A key point of this implementation is only read-write the limit part of the bitmap we need. Assuming that we have only executed setbit
twice, setbit foo 1 1
and setbit foo 8192002 1
, then there will only read and write two keys foo:0
and foo:1000
in RocksDB, and the actual read-value size is only 2 KiB in total. It can be perfectly adapted to the sparse array scene like the bitmap, and will also not cause the problem of space enlargement due to sparse writing.
This idea is also similar to Linux's virtual memory/physical memory mapping strategy. For example, we request to malloc for 1GiB, and the operating system only allocates a piece of virtual memory address space. The physical memory was allocated when it is actually written will it trigger a page fault interrupt. That is, if the memory page has not been written, read-only will not cause physical memory allocation.
GetBit is similar. It first calculates the key where the offset is located, and then reads the key from RocksDB.
- If not exist, means that segment has not been written, returns 0 directly.
- If exists, read the Value and return the value of the corresponding bit.

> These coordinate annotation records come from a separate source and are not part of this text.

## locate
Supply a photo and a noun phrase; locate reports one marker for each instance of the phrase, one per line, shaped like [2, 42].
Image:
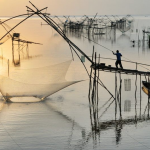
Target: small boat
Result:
[146, 87]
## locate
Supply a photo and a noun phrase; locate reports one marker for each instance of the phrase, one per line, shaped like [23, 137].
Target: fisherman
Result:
[118, 61]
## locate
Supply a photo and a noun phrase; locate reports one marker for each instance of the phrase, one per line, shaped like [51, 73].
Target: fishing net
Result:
[27, 82]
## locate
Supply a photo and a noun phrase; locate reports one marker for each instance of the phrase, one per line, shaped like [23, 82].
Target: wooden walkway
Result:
[118, 70]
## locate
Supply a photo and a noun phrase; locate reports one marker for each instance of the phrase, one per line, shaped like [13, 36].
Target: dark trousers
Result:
[118, 62]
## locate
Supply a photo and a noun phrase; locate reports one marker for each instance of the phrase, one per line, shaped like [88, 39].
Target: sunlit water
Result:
[62, 121]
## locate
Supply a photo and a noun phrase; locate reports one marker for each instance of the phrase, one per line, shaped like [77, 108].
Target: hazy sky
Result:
[78, 7]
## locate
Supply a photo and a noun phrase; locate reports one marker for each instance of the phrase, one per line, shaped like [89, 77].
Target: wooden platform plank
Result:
[118, 70]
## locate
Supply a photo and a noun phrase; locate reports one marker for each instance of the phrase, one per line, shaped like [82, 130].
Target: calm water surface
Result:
[62, 121]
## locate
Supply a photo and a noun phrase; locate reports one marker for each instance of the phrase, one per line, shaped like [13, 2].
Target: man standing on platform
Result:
[118, 61]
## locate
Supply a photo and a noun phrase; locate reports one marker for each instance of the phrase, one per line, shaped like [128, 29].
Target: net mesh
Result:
[127, 84]
[38, 82]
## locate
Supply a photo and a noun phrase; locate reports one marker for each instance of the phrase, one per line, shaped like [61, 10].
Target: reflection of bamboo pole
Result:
[115, 94]
[140, 95]
[135, 95]
[120, 95]
[90, 84]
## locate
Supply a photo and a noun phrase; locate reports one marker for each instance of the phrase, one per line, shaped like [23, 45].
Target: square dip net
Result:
[36, 82]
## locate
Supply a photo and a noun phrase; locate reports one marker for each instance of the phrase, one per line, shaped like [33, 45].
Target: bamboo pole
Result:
[8, 67]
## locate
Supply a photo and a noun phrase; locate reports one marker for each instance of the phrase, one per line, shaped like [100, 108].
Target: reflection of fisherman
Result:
[66, 21]
[118, 61]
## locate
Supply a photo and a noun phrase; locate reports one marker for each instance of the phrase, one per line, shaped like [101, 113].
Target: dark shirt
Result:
[118, 55]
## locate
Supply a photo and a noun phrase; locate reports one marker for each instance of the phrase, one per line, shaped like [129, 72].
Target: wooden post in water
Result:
[8, 67]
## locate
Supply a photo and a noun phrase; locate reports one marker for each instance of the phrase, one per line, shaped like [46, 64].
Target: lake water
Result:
[62, 120]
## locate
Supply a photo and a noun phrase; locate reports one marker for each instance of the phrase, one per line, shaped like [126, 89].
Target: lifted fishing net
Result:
[52, 78]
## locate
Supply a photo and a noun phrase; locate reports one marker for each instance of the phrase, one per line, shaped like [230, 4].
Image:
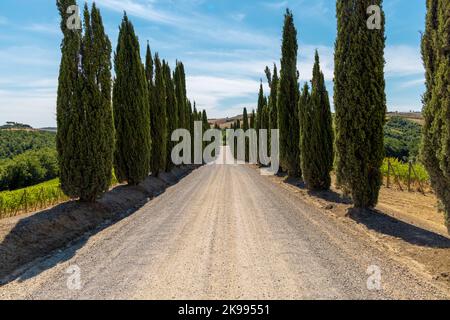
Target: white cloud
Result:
[34, 107]
[27, 56]
[142, 10]
[412, 83]
[209, 92]
[402, 60]
[238, 16]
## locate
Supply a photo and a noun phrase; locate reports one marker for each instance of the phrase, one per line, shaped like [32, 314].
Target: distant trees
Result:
[360, 102]
[29, 168]
[131, 109]
[15, 142]
[316, 132]
[436, 111]
[85, 137]
[287, 99]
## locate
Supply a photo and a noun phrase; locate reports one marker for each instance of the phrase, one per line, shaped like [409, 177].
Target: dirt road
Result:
[223, 232]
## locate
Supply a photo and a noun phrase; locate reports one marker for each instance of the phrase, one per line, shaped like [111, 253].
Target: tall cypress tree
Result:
[131, 112]
[158, 120]
[360, 101]
[287, 100]
[253, 120]
[68, 109]
[261, 101]
[316, 132]
[85, 138]
[172, 112]
[181, 98]
[149, 68]
[246, 127]
[273, 113]
[436, 132]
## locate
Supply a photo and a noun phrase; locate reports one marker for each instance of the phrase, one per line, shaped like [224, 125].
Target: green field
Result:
[30, 199]
[402, 171]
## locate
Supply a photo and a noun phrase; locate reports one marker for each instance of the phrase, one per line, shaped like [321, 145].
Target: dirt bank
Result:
[28, 237]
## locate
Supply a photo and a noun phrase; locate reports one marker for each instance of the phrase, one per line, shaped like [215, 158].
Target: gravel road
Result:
[223, 232]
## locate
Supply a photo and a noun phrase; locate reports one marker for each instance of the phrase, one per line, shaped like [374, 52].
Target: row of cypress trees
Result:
[436, 132]
[304, 119]
[125, 124]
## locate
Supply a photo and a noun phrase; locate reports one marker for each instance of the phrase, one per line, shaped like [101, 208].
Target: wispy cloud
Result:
[238, 16]
[210, 92]
[412, 83]
[402, 60]
[145, 10]
[276, 5]
[43, 28]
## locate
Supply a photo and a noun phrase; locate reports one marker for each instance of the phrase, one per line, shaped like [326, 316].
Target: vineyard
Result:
[30, 199]
[405, 175]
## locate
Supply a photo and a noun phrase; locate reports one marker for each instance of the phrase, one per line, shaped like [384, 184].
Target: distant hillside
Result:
[15, 126]
[412, 116]
[402, 138]
[225, 123]
[14, 142]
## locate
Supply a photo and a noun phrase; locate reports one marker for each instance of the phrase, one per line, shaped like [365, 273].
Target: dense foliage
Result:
[436, 111]
[402, 139]
[29, 168]
[316, 132]
[287, 99]
[360, 101]
[85, 137]
[131, 109]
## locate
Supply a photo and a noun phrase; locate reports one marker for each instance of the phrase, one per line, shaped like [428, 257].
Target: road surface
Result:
[223, 232]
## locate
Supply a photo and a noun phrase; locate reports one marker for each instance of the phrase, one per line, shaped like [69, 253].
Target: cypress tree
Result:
[316, 133]
[261, 101]
[287, 100]
[68, 110]
[246, 127]
[158, 120]
[273, 119]
[172, 112]
[181, 98]
[436, 111]
[360, 102]
[85, 138]
[131, 112]
[253, 120]
[149, 69]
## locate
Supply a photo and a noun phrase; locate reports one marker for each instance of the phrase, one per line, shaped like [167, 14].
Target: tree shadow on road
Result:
[55, 235]
[327, 195]
[387, 225]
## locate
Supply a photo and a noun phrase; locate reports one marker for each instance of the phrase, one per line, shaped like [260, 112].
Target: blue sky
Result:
[224, 44]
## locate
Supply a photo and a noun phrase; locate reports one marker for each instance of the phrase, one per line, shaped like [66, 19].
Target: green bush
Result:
[15, 142]
[402, 169]
[28, 169]
[402, 139]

In addition, the actual key-value size is also determined by the largest offset currently written. It would NOT always create a 1024 KiB key-value when there is a write. This can also help to optimize the read-write amplification problem within a single key-value in some degree. You can read the source code of bitmap for more details.
Summary
It can be seen that to achieve the same thing in memory and disk was entirely different, the challenges are completely different. For disk-type services, it MUST continuously optimize the random read and write and space amplification issues. Familiar with the software was not enough, also requires to understand the hardware internal.